Thank you, that cleared it up a bit.


----------



## Deleted member 4265 (Mar 7, 2016)

Heliotrope said:


> In a YA novel, this distinction needs to be paramount. She is NOT a _bulimic girl._ instead, she is a girl who suffers from bulimia, and her journey and recovery and life lessons will need to play a significant role over the course of the novel. Showing Belima in a light that makes it seem cool, or underplaying it will not go over well with publishers of YA. The last thing they want to do is encourage eating disorders in their readers. It is a topic that needs to be treated seriously and with tact.
> 
> Adult fiction can get away with using themes like eating disorders, alcohol and drug abuse, etc and not dealing with them directly, but in YA these issues need to be dealt with intentionally and wrapped up in a realistic way that does not celebrate the lifestyle... Does that make sense?



This is what I was trying say, but I'm not always the most articulate.


----------



## Steerpike (Mar 7, 2016)

The subject matter isn't too dark.
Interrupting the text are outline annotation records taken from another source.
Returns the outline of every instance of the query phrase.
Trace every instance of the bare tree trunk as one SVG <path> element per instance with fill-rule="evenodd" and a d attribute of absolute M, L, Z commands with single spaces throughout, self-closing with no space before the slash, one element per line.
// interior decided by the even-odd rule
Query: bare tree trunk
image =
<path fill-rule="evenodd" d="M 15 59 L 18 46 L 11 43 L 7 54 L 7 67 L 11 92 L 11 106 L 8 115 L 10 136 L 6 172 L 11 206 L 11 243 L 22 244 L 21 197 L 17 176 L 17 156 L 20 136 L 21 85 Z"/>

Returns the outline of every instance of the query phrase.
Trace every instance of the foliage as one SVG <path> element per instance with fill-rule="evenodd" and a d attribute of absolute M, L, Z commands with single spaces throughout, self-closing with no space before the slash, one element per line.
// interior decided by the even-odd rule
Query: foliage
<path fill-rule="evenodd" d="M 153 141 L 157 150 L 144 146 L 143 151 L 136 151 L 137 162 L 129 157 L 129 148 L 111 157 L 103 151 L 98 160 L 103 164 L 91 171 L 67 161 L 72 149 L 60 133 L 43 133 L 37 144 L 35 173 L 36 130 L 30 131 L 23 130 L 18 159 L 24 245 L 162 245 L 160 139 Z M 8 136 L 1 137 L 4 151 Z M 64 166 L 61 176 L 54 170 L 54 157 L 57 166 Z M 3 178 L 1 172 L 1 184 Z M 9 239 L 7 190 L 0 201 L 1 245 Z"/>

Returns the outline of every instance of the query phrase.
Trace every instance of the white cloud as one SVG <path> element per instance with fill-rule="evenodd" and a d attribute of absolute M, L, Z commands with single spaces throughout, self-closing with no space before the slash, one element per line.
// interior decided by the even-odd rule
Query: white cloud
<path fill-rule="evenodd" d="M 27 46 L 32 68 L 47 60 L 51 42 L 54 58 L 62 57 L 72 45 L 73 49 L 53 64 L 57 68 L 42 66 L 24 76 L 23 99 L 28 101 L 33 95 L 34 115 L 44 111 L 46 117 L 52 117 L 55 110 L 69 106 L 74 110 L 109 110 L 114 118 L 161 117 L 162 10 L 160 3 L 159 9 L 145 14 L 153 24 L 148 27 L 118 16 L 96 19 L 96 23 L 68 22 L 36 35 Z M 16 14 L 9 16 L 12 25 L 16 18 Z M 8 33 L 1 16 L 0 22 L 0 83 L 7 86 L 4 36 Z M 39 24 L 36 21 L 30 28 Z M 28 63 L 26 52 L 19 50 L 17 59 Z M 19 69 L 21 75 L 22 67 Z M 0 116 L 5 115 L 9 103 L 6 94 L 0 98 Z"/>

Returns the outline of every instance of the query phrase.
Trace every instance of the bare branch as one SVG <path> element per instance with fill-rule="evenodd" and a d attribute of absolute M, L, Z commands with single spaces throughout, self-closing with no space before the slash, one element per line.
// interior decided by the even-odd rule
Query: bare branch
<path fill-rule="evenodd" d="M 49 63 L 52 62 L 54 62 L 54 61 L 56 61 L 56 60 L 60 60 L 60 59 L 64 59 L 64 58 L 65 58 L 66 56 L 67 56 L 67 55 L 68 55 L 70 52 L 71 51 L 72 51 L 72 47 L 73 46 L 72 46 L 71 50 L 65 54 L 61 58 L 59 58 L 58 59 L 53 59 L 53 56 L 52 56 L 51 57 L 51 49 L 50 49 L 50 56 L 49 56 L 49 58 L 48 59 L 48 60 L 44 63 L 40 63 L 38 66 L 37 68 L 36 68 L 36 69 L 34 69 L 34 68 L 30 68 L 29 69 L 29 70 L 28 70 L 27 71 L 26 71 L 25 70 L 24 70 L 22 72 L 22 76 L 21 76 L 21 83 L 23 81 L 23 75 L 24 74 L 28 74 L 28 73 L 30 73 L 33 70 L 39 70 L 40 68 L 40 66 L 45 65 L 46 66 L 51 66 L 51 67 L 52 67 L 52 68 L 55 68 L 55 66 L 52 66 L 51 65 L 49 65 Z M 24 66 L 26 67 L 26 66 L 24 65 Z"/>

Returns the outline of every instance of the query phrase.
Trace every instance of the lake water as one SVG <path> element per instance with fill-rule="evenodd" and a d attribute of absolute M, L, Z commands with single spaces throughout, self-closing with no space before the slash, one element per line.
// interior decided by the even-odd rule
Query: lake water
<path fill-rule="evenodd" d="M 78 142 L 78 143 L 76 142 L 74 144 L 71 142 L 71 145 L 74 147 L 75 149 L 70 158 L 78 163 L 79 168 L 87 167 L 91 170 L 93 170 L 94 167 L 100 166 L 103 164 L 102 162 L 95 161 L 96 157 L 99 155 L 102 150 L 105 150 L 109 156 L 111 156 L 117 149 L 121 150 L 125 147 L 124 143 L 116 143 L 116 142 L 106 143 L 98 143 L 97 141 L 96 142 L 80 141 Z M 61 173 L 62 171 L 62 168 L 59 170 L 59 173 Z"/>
If you read a lot of YA, you'll quickly see that no subject matter is off limits these days. your approach to the subject matter may change, as noted above, but that doesn't mean you really have to tone it down much if at all.

Also, no matter what market or genre you're writing to, I think it is a good idea to read in that particular area to get an idea of what is going on in that space. If you're writing YA, it would probably prove helpful to read a number of different YA novels.


----------



## HellionHeloise (Mar 8, 2016)

The subject matter isn't too dark. Many YA books cover extremely horrifying topics like The Hunger Games. But, I definitely agree with Heliotrope that you need to walk a careful line with this MC. 

When there are young men and women reading about an MC who suffers from bulimia it is imperative the experience is portrayed realistically, which means you need to answer certain questions in your writing. What are the psychological roots of the illness? How does it enhance the storyline? 

I think the fact that the MC is unsympathetic is interesting, but it's important that her bulimia doesn't come across as some character flaw because that implies it's her fault she has bulimia. The illness should be portrayed as a product of her environment/past. Use it to help readers understand her better, don't use it as evidence of why readers should dislike the MC. 
I'm not saying you're doing that, I'm just saying it could easily be viewed as such. 

Overall, I think dark aspects to a character make for a more compelling narrative, so good luck with the WIP!


----------



## Miskatonic (Mar 12, 2016)

Dare to be different, write adult fantasy.


----------